While the world read in their newspapers on August 7, 1945, of the previous day’s successful detonation of an atomic bomb by the U.S. military over Hiroshima, Japan—this was
not
the first time atomic weapons entered the public consciousness. Figure 23 shows a Buck Rogers newspaper strip published in 1929. When the submarine Buck and his colleagues are on is held fast by a giant octopus, their only hope is to blast themselves free, using the awful destructive potential of an
atomic
torpedo. A full sixteen years before the Manhattan Project, Phil Nowlan and Dick Calkins, creators of the “Buck Rogers, 2429 A.D.” comic strip were confident that their readers would know that an atomic torpedo was a more powerful version of the regular underwater missile.

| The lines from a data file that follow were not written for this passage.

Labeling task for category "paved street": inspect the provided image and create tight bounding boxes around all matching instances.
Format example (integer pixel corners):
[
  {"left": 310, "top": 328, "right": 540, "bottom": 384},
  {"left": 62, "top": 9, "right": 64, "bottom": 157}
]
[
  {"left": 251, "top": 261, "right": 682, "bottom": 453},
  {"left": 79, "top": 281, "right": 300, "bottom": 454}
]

Moreover, according to adventure pulp magazines, Japan knew as well of the ability of atomic weapons to destroy a major city, six years before the U.S. bombing of Hiroshima and Nagasaki. In
Secret
Service Operator No. 5,
issue # 47, published in September 1939, it is the United States that is attacked by the invading troops of the “Yellow Vulture,” a thinly disguised, racist version of the Japanese Empire. In a tale titled “Corpse Cavalry of the Yellow Vulture,” the troops of the Yellow Vulture obliterate Washington, D.C., killing the president, Agent Q-6 (father to Operator no. 5), and most of the Washington establishment by using an atomic bomb.